We are pleased to be partnering with Oakland-based nonprofit Planting Justice by supporting the urban agriculturalists in obtaining a $40,000 grant through the Federal Home Loan Bank (FHLB)’s Access to Housing and Economic Assistance for Development (AHEAD) program. Through our membership with the FHLB, NCCLF was able to sponsor Planting Justice for this funding, which will support the development of a sustainable irrigation system that harvests rain water, planting 500 fruit and nut trees in Oakland, and training and hiring formerly incarcerated people to manage their farm. “Our work shows that if formerly incarcerated people receive wrap-around support and the opportunity to earn living-wages while transforming their communities for the better, they not only stay out of prison, they become empowered change-makers and inspirational presences in the lives of their families and communities,” said Planting Justice’s co-founder and director Gavin Raders.

Planting Justice is a grassroots organization with a mission to democratize access to affordable, nutritious food by empowering urban residents with the skills, knowledge, and resources they need to maximize organic food production, expand job opportunities, and ensure environmental sustainability in the Bay Area. This grant will allow the organization to transform East Bay hillsides into “food forests” with perennial, organic, and bio-diverse food production systems that are resilient to climate stress over many decades. It is also done in a way that creates living wage jobs for individuals with significant barriers to employment due to incarceration. “As we work to transition into more just, sustainable, and resilient local economies and food systems, formerly incarcerated people and their families will be the drivers and beneficiaries of economic and social progress,” said Raders.

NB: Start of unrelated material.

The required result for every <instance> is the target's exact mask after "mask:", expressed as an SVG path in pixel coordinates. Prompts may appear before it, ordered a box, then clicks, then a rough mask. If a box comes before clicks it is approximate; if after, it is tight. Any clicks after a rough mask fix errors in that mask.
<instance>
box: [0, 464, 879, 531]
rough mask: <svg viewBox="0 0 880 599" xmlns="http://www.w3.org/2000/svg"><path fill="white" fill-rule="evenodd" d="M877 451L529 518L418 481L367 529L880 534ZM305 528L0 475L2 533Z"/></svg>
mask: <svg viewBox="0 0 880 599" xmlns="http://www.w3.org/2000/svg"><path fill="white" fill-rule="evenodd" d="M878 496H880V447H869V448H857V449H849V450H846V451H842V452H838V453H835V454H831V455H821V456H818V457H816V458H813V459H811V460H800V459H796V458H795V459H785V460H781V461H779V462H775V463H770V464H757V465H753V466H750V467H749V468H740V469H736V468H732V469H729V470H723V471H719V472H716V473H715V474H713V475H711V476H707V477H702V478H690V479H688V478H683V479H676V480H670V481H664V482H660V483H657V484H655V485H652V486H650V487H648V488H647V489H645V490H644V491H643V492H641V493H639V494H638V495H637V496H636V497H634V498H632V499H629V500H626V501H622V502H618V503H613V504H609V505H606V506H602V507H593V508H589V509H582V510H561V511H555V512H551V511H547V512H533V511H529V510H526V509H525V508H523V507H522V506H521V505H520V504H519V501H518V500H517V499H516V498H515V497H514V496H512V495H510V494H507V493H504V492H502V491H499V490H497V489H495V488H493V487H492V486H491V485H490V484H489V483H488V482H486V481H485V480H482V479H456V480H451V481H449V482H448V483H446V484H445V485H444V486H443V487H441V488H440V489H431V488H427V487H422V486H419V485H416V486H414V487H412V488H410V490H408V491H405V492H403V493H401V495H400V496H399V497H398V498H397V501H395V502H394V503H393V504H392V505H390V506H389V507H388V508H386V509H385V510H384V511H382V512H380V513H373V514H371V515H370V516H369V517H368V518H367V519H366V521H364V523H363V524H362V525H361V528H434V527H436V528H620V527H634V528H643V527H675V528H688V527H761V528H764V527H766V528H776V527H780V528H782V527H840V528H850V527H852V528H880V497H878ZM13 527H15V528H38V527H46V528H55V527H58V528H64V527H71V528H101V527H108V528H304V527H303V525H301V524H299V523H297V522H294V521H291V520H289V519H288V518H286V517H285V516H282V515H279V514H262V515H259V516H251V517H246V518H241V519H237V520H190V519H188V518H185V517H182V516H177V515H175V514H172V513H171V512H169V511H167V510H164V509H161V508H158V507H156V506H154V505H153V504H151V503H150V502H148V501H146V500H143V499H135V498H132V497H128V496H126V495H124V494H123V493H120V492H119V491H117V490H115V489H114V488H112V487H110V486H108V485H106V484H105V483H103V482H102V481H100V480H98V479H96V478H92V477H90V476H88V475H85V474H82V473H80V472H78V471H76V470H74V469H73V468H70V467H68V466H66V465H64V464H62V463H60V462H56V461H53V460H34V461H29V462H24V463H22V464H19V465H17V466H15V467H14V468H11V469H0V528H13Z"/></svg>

The AHEAD Program is provided through the FHLB of San Francisco and fosters early-stage funding of targeted economic development and housing projects. “NCCLF seeks out innovative projects that respond to our priorities of economic justice, poverty alleviation, and food security,” said Mary Rogier, NCCLF President. “We are thrilled to advance Planting Justice’s cause of economic advancement and sustainable urban agriculture.”